23 Ekim 2018 00:25

TÜRK'ÜM DOĞRUYUM ÇALIŞKANIM

TÜRKÜM…DOĞRUYUM…ÇALIŞKANIM…

Mesleğim gereği yıllarca yüzlerce yavrumuzun sabahın ayazında,öğlenin sıcağında hep bir ağızdan söylediği AND’ı dinledim…Bu AND’ın tarihçesini kaç kişi biliyor;bilmiyorum!..Andımız yazarı Reşit Galip’in adını merak edip öğrenen kaç kişi var?Onu da bilmiyorum…Bildiğim tek şey,DANIŞTAY’ın üzerine vazife olmadığı halde müthiş bir zamanlamayla aldığı bu kararın AK Parti MHP dayanışmasına dinamit koymak olduğuna adım gibi eminim!AK PARTİ’yi ve ERDOĞAN’ı “mutlak iktidar” sananlara kapak olsun…Bürokrasi hakimiyetini kolay kolay kaptırmayacağını her vesileyle gösteriyor…Gelelim ANDIMIZ meselesine…

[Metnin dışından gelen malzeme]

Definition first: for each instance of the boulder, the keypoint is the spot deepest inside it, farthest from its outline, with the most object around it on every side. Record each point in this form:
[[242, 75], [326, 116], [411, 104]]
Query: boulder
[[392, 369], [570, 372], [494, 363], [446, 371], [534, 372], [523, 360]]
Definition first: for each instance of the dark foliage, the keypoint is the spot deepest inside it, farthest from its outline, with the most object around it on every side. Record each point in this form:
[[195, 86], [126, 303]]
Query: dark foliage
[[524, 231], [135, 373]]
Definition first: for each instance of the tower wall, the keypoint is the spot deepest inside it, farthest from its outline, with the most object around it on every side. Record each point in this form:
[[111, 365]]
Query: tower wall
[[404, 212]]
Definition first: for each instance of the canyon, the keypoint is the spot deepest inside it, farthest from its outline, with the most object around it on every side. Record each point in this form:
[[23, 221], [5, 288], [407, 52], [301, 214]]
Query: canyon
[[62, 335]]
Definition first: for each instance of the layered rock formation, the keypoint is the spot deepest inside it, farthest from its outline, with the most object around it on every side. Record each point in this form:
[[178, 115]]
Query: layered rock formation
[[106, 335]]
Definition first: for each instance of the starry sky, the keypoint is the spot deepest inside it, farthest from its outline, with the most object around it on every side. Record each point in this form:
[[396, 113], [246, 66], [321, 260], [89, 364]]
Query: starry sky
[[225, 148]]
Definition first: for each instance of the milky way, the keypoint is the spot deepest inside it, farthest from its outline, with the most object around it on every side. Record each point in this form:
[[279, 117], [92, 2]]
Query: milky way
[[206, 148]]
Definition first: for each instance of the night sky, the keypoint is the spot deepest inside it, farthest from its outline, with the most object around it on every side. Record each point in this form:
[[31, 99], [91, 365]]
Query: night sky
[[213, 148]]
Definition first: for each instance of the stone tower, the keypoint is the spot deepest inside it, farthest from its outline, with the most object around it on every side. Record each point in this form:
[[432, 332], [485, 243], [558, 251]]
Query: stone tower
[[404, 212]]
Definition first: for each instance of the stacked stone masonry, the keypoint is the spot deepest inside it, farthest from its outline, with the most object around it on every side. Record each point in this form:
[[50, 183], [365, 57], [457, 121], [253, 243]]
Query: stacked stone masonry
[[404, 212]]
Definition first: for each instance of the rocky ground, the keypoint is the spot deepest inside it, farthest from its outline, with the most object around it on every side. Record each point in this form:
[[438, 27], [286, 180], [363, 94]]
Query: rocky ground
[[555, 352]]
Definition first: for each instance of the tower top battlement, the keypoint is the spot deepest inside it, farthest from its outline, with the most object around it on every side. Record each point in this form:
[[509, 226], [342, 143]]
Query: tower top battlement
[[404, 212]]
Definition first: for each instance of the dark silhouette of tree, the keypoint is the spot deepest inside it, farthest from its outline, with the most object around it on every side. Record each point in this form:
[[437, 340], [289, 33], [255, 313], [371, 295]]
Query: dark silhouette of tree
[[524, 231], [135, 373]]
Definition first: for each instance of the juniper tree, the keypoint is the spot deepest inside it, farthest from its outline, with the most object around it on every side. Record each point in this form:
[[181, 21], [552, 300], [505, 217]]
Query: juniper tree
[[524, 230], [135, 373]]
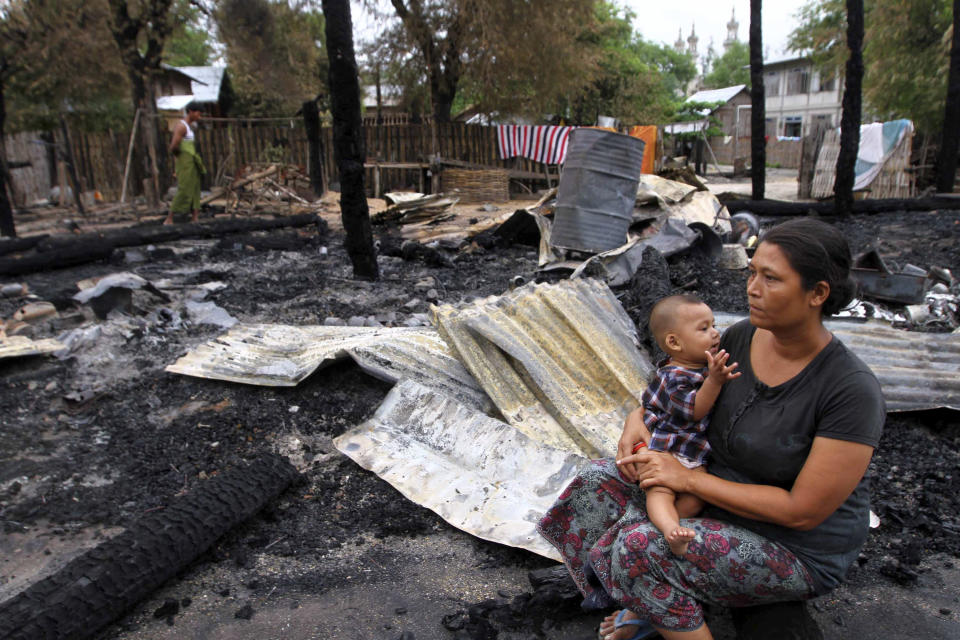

Reşit Galip döneminin bir despotudur…Birileri devrimci,idealist olarak pazarlamaya çalışsa da bir tıp doktorunun kendi kendisini “Tarih Profesörü”olarak ataması…hem de Fuat Köprülü gibi bir “Dünya devi tarihçi ve Türkologun…,Heidelberg,Atina ve Sorbonne üniversitelerince ONURSAL DOKTORLUK ünvanı verilmiş bir dehanın bulunduğu yerde…böyle bir deliliğe tevessülünü cüreatkârlıkla açıklamak yetmez…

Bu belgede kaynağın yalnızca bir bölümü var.